James Cameron discusses 'Avatar 2,' new film technologies at CinemaCon
LAS VEGAS (AP) — James Cameron plans another innovation for his next "Avatar" installment: shooting at double or more the film speed that has been Hollywood's standard since the 1920s, a move he says will greatly improve 3-D images.
Cameron, whose 2009 sci-fi blockbuster raised the bar for digital imagery and put the 3-D craze on the fast track, said Thursday that "Avatar 2" would be shot at 48 or 60 frames a second to reduce an effect called "strobing" that can blur moving images, particularly those in 3-D. For more than 80 years, the norm has been 24 frames a second.
In a demonstration for theater owners at their CinemaCon convention, Cameron played 3-D footage he recently shot at 24, 48 and 60 frames a second to show the better quality of high-speed filming.
The footage of medieval dinner and fight sequences shot at 48 and 60 frames a second were noticeably superior.
At 24 frames, blurriness was very evident when the camera panned or dollied along the dinner table and when two knights dueled with swords. The fuzzy images greatly diminished at 48 frames and virtually vanished at 60 frames.
"I was stunned when I saw it, at how clear and crisp it was," Cameron said. "If 3-D is like looking at reality through a window, we've taken the glass out of the window."
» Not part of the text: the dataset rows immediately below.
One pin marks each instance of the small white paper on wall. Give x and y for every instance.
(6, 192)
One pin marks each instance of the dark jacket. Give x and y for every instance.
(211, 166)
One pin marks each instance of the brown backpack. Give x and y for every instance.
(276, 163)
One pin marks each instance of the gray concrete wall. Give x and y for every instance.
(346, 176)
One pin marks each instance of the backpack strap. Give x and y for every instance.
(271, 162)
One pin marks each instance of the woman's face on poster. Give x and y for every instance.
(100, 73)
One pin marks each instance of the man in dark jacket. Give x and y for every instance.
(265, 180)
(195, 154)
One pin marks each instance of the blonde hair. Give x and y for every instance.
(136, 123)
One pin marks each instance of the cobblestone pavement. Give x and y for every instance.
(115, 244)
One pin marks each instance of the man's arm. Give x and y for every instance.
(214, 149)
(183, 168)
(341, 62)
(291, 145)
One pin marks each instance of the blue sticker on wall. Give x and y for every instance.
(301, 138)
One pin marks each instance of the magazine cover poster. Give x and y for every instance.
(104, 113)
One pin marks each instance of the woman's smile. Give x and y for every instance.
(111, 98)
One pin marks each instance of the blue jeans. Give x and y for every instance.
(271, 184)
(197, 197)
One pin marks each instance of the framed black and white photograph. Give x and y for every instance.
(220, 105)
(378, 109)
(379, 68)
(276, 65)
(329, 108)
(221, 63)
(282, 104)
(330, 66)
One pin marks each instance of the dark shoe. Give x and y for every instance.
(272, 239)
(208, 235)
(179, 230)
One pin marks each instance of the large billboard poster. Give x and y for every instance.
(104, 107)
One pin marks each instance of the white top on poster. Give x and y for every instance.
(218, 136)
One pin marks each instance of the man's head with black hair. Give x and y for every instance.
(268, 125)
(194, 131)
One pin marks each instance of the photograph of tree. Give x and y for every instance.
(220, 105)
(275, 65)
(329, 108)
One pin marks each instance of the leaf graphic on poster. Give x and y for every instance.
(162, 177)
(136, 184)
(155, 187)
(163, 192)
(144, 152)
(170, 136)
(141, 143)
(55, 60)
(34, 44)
New digital projectors rapidly being installed in theaters can handle the higher frame speeds with no more than a software upgrade, said Cameron, who wants faster filming rates to become the standard for 2-D and 3-D movies.
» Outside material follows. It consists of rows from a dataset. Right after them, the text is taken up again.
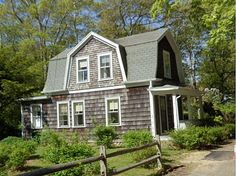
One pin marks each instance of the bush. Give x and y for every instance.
(15, 151)
(138, 138)
(57, 148)
(105, 135)
(201, 137)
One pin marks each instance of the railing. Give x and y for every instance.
(103, 161)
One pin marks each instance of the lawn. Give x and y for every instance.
(170, 157)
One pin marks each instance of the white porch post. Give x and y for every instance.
(152, 111)
(189, 107)
(200, 107)
(175, 111)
While 3-D has been a blessing for studios and theaters that charge a few extra dollars for the added dimension, many movie fans complain about eyestrain from blurry 3-D images. Faster film and projection speeds will help eliminate that problem, Cameron said.
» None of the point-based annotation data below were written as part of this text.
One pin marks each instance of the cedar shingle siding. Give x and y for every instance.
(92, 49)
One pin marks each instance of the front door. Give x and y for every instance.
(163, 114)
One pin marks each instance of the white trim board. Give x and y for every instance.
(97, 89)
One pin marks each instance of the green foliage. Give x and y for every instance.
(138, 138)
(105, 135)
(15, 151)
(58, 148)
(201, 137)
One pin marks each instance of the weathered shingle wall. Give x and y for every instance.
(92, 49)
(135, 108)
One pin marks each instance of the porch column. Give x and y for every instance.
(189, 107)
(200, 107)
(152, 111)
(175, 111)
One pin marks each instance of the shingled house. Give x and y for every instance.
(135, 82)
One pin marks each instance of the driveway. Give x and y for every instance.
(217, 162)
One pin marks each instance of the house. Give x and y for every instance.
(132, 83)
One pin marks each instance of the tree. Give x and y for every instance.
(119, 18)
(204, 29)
"Avatar" is the biggest modern blockbuster, with $2.8 billion in theatrical revenues worldwide. Cameron has no definite timetable for his two planned "Avatar" sequels, but the second film in the franchise still is years away from theaters.
"I'm still just writing the script, so I'm a minimum of 18 months out of having to shoot something," Cameron said. "I've got a bit of time to get this sorted out."